Finer Foods, Inc. v. Shepherd

CARROLL, DONALD K., Judge.

The defendant in three companion actions for negligence has appealed from the final judgments entered therein by the Circuit Court for Jefferson County based upon a jury verdict at a joint trial.

The actions grew out of a fire which destroyed a building in the city of Monticello, containing three stores, one operated by the defendant and the other two by the plaintiffs in two of the cases. The owners of the building were the plaintiffs in the third case.

The main contention made by the defendant-appellant is that the evidence of neg*391ligence and proximate cause was insufficient to support the jury verdict of its liability for the damages resulting from the fire.

In order to determine the merits of this contention we have carefully read every word of the testimony at the trial as recorded in the reporter’s transcript.

The following pertinent facts seem to us to be established by substantially uncontra-dicted testimony at the trial:

The grocery store operated by the defendant had for several years been heated by a gas heater suspended from the ceiling in a storage room at the rear of the store. The employees of the defendant had customarily stacked paper and crocus sacks on top of the heater or on its sides. The serviceman for the liquid petroleum gas company had several times warned the defendant’s employees, including the store manager, that those sacks in such proximity to the heater constituted a fire hazard in violation of recognized standards, but these sacks continued to be stacked on the heater. In fact, a few hours before the fire in question broke out this serviceman repaired the heater and placed on the floor the sacks he found on the heater. After he left, but before the fire, the defendant’s store manager replaced those sacks on top of the heater.

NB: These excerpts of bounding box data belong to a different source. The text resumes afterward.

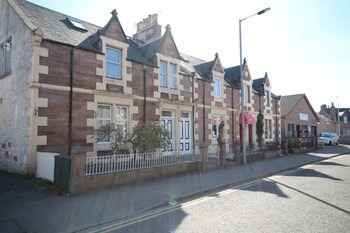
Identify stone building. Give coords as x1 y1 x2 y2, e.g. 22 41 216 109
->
0 0 281 175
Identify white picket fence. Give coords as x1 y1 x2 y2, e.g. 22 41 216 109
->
85 149 202 175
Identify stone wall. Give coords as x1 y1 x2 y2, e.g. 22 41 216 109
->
68 152 207 194
0 1 33 174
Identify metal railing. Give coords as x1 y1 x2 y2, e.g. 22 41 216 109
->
85 149 202 175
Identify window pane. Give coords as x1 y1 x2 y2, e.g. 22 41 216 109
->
162 111 173 117
115 106 127 120
170 64 176 89
106 48 120 63
214 78 221 98
106 48 121 79
115 106 128 138
97 105 111 142
159 61 166 87
106 63 120 79
97 105 111 119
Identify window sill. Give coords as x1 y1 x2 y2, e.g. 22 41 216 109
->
0 71 12 79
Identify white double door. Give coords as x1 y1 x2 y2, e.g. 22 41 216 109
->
162 111 192 154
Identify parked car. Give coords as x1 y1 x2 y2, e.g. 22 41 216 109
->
318 132 339 145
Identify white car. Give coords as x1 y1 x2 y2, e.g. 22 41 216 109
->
318 132 339 145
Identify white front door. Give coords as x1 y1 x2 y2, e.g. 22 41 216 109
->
162 111 175 151
180 112 192 154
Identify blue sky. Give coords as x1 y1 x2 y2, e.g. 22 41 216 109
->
30 0 350 112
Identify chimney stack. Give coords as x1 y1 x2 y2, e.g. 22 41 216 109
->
133 14 162 43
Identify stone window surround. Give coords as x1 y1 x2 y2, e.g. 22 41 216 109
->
96 36 132 94
154 53 184 101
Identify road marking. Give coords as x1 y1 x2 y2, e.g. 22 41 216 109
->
88 179 262 233
83 156 348 233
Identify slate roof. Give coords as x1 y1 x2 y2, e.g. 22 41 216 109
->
281 94 305 116
193 60 215 81
281 94 319 120
180 52 206 78
11 0 100 50
253 77 266 95
8 0 161 66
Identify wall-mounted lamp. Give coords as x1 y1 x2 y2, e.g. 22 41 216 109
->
5 42 11 51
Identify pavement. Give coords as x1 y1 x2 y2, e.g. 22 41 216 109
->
0 145 350 233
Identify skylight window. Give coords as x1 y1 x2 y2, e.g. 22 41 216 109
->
68 18 87 31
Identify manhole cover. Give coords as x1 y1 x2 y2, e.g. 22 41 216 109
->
0 219 25 233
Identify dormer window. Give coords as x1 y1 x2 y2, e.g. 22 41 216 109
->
170 64 176 89
265 91 270 107
244 85 251 103
106 47 122 79
214 77 222 98
67 18 87 31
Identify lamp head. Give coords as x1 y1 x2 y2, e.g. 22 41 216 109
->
256 7 271 15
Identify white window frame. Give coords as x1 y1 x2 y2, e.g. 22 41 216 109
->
213 77 222 98
106 46 122 80
265 91 271 107
96 104 112 144
169 63 177 90
211 115 224 139
159 61 167 87
96 103 129 144
0 40 12 77
114 105 128 138
244 85 251 103
159 60 178 90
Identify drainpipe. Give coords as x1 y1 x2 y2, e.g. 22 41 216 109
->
143 65 147 123
68 47 74 155
203 80 205 143
231 88 235 146
192 72 196 150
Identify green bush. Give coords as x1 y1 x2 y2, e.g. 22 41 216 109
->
94 122 169 154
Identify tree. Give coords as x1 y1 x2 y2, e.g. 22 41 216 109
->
131 122 169 153
256 112 264 148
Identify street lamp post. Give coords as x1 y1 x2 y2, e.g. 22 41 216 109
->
239 7 271 164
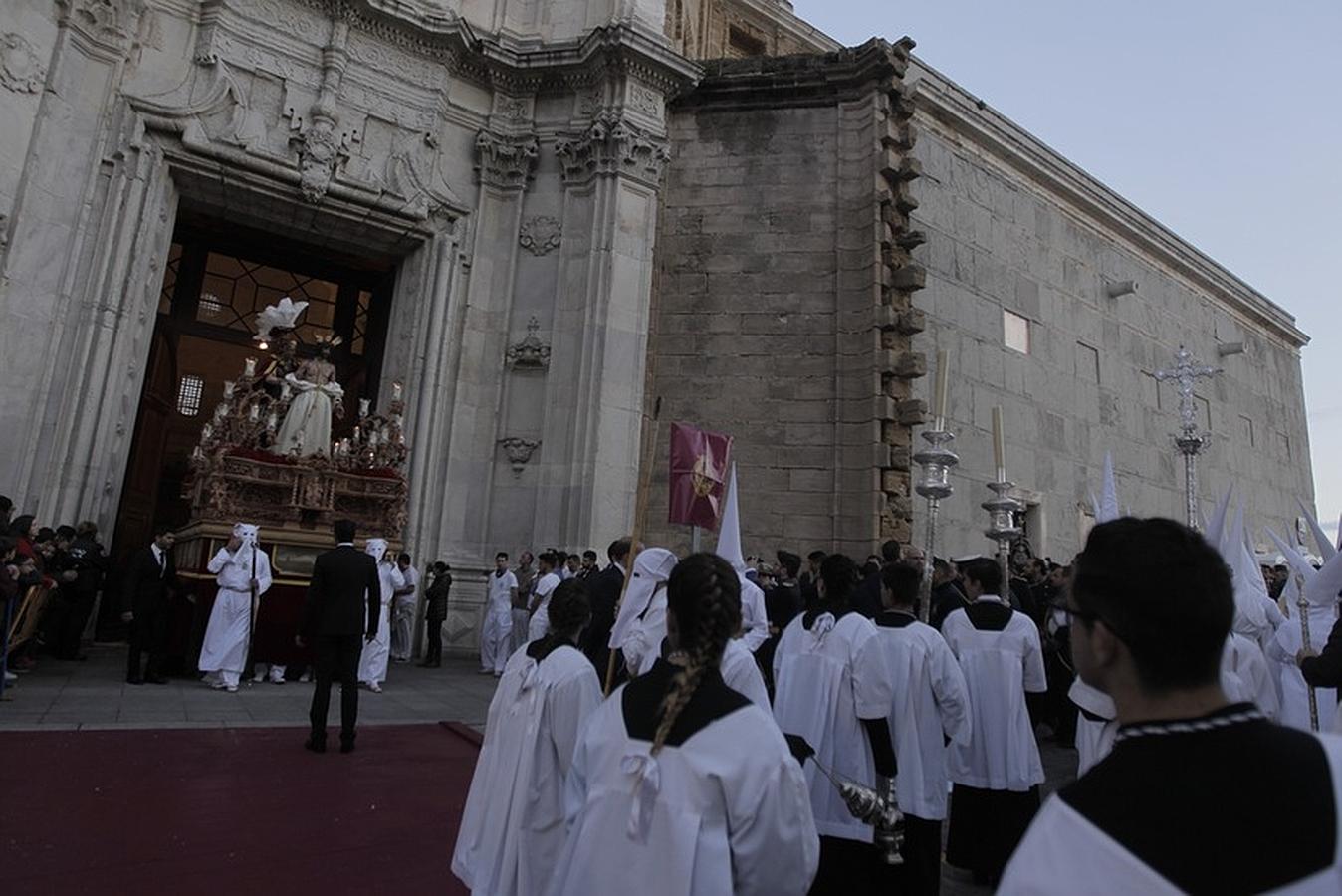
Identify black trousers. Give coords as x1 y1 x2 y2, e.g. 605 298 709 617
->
126 599 168 679
424 619 443 664
308 634 363 743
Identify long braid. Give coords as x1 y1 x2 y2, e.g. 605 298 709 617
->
652 554 741 756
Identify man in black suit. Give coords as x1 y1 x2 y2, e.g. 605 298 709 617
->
120 525 177 684
582 538 631 683
303 519 382 753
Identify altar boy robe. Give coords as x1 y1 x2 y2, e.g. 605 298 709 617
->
452 642 601 896
549 660 818 896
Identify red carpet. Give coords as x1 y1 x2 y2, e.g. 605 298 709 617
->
0 725 478 896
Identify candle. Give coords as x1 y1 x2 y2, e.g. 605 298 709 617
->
994 406 1006 474
933 348 950 430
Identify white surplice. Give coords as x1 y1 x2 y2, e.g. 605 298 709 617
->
941 595 1048 791
876 622 973 821
1222 632 1280 719
548 687 820 896
452 645 601 896
718 637 772 712
196 545 271 687
996 741 1342 896
358 563 405 685
773 613 894 843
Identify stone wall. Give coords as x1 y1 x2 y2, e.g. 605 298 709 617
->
910 61 1312 558
648 42 925 554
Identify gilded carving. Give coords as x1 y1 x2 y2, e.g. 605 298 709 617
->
0 32 47 94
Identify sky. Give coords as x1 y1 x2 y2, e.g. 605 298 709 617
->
793 0 1342 530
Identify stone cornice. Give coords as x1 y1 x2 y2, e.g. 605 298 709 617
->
906 61 1310 348
676 38 913 109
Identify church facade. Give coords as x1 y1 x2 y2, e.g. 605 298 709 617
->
0 0 1312 640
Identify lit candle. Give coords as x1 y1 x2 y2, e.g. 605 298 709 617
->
932 348 950 430
994 406 1006 483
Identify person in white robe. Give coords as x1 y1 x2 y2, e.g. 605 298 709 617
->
998 518 1342 896
358 538 405 694
452 572 601 896
874 560 972 896
481 552 517 676
773 554 895 893
197 523 271 692
547 554 817 896
941 558 1048 885
392 553 419 663
526 552 563 642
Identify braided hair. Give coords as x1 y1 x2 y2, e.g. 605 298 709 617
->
526 578 591 663
652 554 741 756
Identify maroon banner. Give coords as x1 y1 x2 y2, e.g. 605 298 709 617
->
668 422 732 529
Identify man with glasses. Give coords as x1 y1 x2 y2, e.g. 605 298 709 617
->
998 518 1342 896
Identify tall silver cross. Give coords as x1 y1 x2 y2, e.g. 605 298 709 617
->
1156 346 1222 436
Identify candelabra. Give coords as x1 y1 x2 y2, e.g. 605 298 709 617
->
981 480 1025 597
914 424 960 622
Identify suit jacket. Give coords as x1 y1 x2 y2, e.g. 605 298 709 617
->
302 545 382 637
582 563 624 667
120 545 177 613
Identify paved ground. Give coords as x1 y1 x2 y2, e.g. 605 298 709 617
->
0 646 494 731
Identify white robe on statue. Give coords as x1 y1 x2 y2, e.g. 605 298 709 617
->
941 595 1048 791
358 547 405 687
773 613 895 843
196 544 271 688
452 643 601 896
876 622 973 821
547 685 820 896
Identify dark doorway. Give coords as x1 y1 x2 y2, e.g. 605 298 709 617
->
112 216 394 558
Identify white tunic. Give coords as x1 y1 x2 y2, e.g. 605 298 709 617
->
526 572 559 641
358 563 405 684
548 687 820 896
941 597 1048 791
876 622 972 821
196 546 271 672
998 739 1342 896
773 613 894 842
452 645 601 896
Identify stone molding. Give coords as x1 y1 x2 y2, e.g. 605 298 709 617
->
555 112 671 186
517 215 563 254
0 32 47 94
475 130 540 189
499 436 541 476
909 61 1310 348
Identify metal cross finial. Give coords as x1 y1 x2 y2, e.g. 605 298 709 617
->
1156 346 1222 529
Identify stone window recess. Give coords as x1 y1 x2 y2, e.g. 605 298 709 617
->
177 373 205 417
1076 342 1099 382
1003 309 1029 354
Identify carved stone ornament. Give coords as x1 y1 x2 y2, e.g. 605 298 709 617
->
517 215 563 254
508 314 551 370
499 436 541 476
0 32 47 94
475 130 537 189
555 112 671 185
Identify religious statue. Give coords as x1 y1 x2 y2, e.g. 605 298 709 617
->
273 336 344 457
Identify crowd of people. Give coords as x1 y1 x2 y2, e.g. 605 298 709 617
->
452 518 1342 896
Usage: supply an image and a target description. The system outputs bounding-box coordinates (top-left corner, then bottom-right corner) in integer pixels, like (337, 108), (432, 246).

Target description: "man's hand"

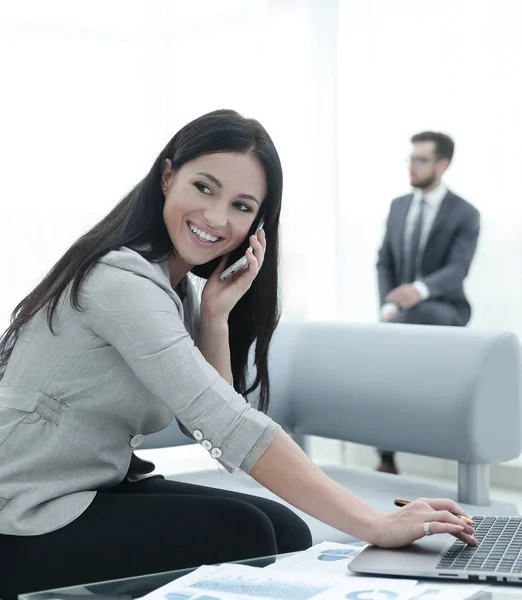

(385, 283), (422, 310)
(381, 310), (397, 323)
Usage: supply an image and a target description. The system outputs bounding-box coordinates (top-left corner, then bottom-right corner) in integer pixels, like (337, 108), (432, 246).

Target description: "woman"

(0, 110), (473, 600)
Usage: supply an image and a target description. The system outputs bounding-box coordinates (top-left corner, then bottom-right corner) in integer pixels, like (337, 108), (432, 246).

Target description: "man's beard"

(413, 173), (437, 190)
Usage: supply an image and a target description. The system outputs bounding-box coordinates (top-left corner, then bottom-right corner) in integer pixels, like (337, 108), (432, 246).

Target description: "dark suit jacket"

(377, 191), (480, 325)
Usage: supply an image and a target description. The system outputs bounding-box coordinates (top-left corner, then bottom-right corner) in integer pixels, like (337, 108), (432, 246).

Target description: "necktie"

(402, 198), (426, 283)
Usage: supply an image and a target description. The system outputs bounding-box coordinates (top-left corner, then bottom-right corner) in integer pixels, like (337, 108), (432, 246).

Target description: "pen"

(393, 498), (473, 525)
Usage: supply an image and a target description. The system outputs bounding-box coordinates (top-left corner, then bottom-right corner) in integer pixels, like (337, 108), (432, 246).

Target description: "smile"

(187, 222), (220, 244)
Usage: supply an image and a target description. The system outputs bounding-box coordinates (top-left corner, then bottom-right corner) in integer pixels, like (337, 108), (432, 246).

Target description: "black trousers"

(0, 477), (312, 600)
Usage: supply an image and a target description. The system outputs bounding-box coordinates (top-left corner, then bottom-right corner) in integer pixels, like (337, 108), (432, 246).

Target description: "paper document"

(263, 542), (366, 577)
(143, 542), (485, 600)
(140, 565), (416, 600)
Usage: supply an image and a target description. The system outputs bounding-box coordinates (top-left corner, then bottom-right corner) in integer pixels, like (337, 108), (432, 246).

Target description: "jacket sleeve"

(377, 205), (396, 307)
(421, 207), (480, 298)
(81, 263), (280, 472)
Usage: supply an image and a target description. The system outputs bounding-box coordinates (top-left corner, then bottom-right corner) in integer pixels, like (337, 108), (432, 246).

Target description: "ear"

(161, 158), (172, 188)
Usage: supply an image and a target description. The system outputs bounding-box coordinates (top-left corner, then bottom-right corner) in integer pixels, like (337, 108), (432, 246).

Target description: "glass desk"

(18, 542), (522, 600)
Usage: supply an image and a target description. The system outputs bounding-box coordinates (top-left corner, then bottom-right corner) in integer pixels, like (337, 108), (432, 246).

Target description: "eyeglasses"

(406, 156), (438, 167)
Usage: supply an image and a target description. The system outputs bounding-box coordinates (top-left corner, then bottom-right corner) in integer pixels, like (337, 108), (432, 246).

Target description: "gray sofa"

(142, 322), (521, 542)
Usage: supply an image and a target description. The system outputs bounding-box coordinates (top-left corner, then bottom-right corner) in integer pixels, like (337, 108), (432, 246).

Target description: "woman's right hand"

(371, 498), (478, 548)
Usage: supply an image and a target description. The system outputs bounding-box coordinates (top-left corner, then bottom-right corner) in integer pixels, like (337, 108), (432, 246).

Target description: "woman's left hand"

(201, 229), (266, 320)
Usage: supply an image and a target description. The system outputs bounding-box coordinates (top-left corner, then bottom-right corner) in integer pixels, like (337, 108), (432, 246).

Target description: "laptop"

(348, 516), (522, 585)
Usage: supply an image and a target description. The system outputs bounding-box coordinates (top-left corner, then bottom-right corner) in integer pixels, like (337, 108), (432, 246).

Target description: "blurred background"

(0, 0), (522, 480)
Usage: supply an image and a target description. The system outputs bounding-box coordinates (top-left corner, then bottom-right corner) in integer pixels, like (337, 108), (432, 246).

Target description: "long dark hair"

(0, 110), (283, 412)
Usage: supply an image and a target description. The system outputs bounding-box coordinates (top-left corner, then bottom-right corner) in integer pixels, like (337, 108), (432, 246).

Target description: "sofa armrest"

(269, 322), (521, 464)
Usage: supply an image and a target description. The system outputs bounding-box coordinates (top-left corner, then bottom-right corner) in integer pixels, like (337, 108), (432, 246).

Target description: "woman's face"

(162, 152), (266, 268)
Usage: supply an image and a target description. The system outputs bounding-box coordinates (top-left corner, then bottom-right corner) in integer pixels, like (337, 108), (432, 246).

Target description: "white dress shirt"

(381, 183), (448, 316)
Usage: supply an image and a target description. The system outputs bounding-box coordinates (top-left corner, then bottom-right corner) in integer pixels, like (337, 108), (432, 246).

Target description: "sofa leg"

(458, 462), (490, 506)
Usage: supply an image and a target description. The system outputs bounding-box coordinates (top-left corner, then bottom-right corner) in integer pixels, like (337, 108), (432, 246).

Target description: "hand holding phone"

(219, 219), (265, 281)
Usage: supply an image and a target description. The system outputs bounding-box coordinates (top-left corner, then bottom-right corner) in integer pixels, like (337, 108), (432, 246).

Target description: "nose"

(203, 206), (228, 229)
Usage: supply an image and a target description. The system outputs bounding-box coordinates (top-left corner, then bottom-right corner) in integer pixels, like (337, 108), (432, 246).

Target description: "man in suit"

(377, 131), (480, 473)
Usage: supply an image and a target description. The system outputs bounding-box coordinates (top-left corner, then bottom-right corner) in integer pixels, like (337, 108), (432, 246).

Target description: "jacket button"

(129, 433), (144, 448)
(210, 448), (223, 458)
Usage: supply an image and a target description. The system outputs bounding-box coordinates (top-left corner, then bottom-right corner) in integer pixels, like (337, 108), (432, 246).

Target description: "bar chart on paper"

(190, 575), (328, 600)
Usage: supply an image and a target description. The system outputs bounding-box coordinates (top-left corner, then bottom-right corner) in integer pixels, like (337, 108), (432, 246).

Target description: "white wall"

(338, 0), (522, 335)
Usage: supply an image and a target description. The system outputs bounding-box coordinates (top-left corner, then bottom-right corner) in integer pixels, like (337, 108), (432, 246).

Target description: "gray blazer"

(377, 191), (480, 325)
(0, 248), (279, 535)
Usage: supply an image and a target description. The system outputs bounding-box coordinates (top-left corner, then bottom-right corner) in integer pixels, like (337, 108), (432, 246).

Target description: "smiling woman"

(0, 110), (474, 600)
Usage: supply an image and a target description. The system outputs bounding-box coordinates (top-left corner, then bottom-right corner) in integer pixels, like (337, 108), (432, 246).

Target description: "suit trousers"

(0, 476), (312, 600)
(389, 299), (462, 327)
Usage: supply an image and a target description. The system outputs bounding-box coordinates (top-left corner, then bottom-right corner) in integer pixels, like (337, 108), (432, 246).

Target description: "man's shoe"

(377, 461), (399, 475)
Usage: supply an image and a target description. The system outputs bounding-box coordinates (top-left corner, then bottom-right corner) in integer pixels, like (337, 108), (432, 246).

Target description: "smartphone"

(219, 219), (265, 281)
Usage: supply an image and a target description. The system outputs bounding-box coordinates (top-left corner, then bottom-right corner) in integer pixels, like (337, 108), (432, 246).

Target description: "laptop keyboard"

(437, 517), (522, 573)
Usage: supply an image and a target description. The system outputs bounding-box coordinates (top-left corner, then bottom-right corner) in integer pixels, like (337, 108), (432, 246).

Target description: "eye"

(233, 202), (252, 212)
(193, 181), (212, 196)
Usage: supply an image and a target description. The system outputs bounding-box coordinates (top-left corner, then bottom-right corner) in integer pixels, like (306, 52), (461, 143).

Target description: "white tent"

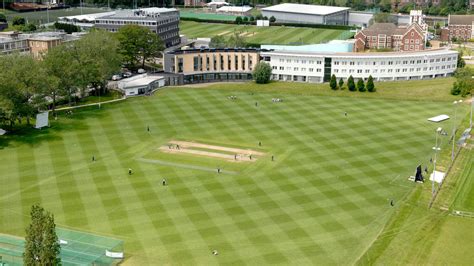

Two of the defendant’s employees testified that less than a month before the said fire, the sacks on top of the heater had caught fire.

There is no direct evidence in the record that the fire which destroyed the building had started in the gas heater or because of the sacks on top of it catching fire. The evidence indicated, however, that the fire started in the storage room where the heater was located. Two witnesses saw flames in that room during the early stages of the fire, and one of them testified that the fire broke through the roof “in the near vicinity” of the location of the gas heater.

In this state of the record, an almost impossible task confronts a court that has the responsibility of reviewing the evidence to determine whether that evidence is legally sufficient to support the verdict of a jury, which is the trier of the facts in cases of this kind.

We have no difficulty in concluding that the evidence is sufficient to support the jury’s finding that the defendant was negligent because of its employees’ stacking of the sacks on the gas heater despite warnings of the fire hazard. But the question is fraught with difficulty as to whether the evidence supports the finding that such negligence was the proximate cause' of the fire that destroyed the building. Such a finding is, of course, essential to a defendant’s liability in negligence actions.

Two established principles are applicable to the latter question before us — the circumstantial evidence rule and the inference upon inference rule.

The evidence concerning proximate cause at the trial was at best circumstantial— there is no direct evidence that the fire began in the heater because of the sacks having been negligently stacked by the defendant’s employees.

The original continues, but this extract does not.